Sergey Botyan

BI Developer, Vizuators

Boost your Tableau calculations with Python

Why do we need calculations in Tableau? They help when the source does not contain the data necessary for visualization, but it can be obtained using calculations.

Python is more versatile in data processing and calculations but worse for visualization. So there are several tasks for which it makes sense to do pre-processing in Python and then visualize in a Tableau.

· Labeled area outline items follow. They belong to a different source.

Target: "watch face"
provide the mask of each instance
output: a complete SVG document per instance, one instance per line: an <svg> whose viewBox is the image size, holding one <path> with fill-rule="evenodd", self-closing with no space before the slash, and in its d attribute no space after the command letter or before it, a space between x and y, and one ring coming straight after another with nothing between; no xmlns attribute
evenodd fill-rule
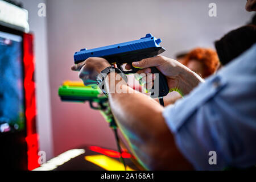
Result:
<svg viewBox="0 0 256 182"><path fill-rule="evenodd" d="M108 96L108 93L106 93L104 89L104 80L106 76L109 73L112 72L115 72L117 73L119 73L122 78L125 81L125 82L127 82L127 78L126 75L125 75L125 73L123 73L118 68L114 68L112 67L106 68L105 69L102 70L102 71L101 71L101 72L98 75L97 77L97 85L106 96Z"/></svg>

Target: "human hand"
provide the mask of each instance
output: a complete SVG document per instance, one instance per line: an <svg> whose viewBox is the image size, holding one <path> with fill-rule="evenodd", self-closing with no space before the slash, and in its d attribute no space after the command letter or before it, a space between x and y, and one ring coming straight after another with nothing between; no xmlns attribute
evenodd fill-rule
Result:
<svg viewBox="0 0 256 182"><path fill-rule="evenodd" d="M199 82L204 81L198 75L180 63L165 56L145 59L133 62L132 65L142 69L137 72L135 78L140 80L143 86L147 89L154 85L154 80L156 78L154 74L148 75L151 72L149 68L150 67L156 67L166 76L170 89L177 89L183 95L189 93ZM125 67L128 70L131 68L130 64L127 64Z"/></svg>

Tableau is also limited in table calculations. For one of the projects, we had to eventually calculate the ranks between the columns in Python, clinging it to the Prep. Besides, many advanced types of analysis in the scoreboard are not possible, for example, log-linear.


Why did we choose Python
to interact with Tableau?

To solve problems in the field of Machine learning, which is a trend in the development of BI systems.
Use existing Python developments (your own or available in numerous communities) in the Tableau environment.
Python has more options for working with dates, text, and data structures. Tableau complements all this by creating interactive dashboards.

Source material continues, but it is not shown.